Washington Mutual, Investors Reach $208.5 Million Class-Action Settlement
Washington Mutual Inc. (WAMUQ), the former owner of the biggest U.S. bank to fail, and its former executives, underwriters and auditor reached a $208.5 million settlement of a class-action lawsuit by investors.
The settlement provides for $105 million in payments on behalf of the individual defendants, $85 million from the underwriters, and $18.5 million from Deloitte & Touche LLP, according to a request for preliminary approval filed yesterday in federal court in Seattle by lawyers for the Ontario Teachers’ Pension Plan Board, the lead plaintiff in the case.

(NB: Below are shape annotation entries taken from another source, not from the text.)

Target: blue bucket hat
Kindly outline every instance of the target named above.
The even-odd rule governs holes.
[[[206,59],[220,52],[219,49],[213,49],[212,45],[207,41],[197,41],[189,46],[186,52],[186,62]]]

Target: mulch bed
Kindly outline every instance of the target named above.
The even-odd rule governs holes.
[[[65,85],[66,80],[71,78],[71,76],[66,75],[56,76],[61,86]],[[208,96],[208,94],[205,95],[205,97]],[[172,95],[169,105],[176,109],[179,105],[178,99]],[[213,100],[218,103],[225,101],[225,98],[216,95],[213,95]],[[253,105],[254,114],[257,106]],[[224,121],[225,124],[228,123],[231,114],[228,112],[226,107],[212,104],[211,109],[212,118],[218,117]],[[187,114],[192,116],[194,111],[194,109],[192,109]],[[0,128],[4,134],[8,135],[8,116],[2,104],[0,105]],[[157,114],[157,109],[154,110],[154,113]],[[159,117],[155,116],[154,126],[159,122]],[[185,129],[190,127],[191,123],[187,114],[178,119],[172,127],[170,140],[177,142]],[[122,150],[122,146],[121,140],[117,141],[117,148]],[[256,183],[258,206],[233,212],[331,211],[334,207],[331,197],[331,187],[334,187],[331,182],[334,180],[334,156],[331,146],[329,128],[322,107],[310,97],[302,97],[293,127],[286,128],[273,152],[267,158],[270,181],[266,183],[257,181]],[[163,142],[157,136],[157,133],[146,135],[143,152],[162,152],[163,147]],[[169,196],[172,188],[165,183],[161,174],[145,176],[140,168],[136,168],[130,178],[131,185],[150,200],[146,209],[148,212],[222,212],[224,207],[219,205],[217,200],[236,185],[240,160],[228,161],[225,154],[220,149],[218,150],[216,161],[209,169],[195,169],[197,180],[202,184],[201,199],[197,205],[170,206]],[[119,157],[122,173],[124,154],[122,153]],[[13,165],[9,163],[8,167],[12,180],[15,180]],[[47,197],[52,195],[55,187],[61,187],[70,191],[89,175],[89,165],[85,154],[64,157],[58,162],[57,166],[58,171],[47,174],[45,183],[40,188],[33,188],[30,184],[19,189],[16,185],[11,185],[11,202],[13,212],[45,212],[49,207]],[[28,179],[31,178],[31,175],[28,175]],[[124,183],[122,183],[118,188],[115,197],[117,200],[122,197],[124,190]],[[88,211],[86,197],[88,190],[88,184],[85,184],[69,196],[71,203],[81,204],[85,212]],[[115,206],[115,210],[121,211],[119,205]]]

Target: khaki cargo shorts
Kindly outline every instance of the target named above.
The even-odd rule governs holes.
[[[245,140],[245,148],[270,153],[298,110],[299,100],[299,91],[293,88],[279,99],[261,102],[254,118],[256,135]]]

The lawsuit consolidates more than 20 cases claiming the bank secretly lowered lending standards, artificially inflated home-price appraisals and failed to disclose its deteriorating financial condition when the loans began to fail.
Washington Mutual, based in Seattle, filed for bankruptcy on Sept. 26, 2008, the day after its banking unit was taken over by regulators and sold to JPMorgan Chase & Co. for $1.9 billion. It was the biggest bank to fail in U.S. history, with more than 2,200 branches and $188 billion in deposits.
The case is In re Washington Mutual Inc. Securities, Derivative & ERISA Litigation, 2:08-md-01919, U.S. District Court, Western District of Washington (Seattle).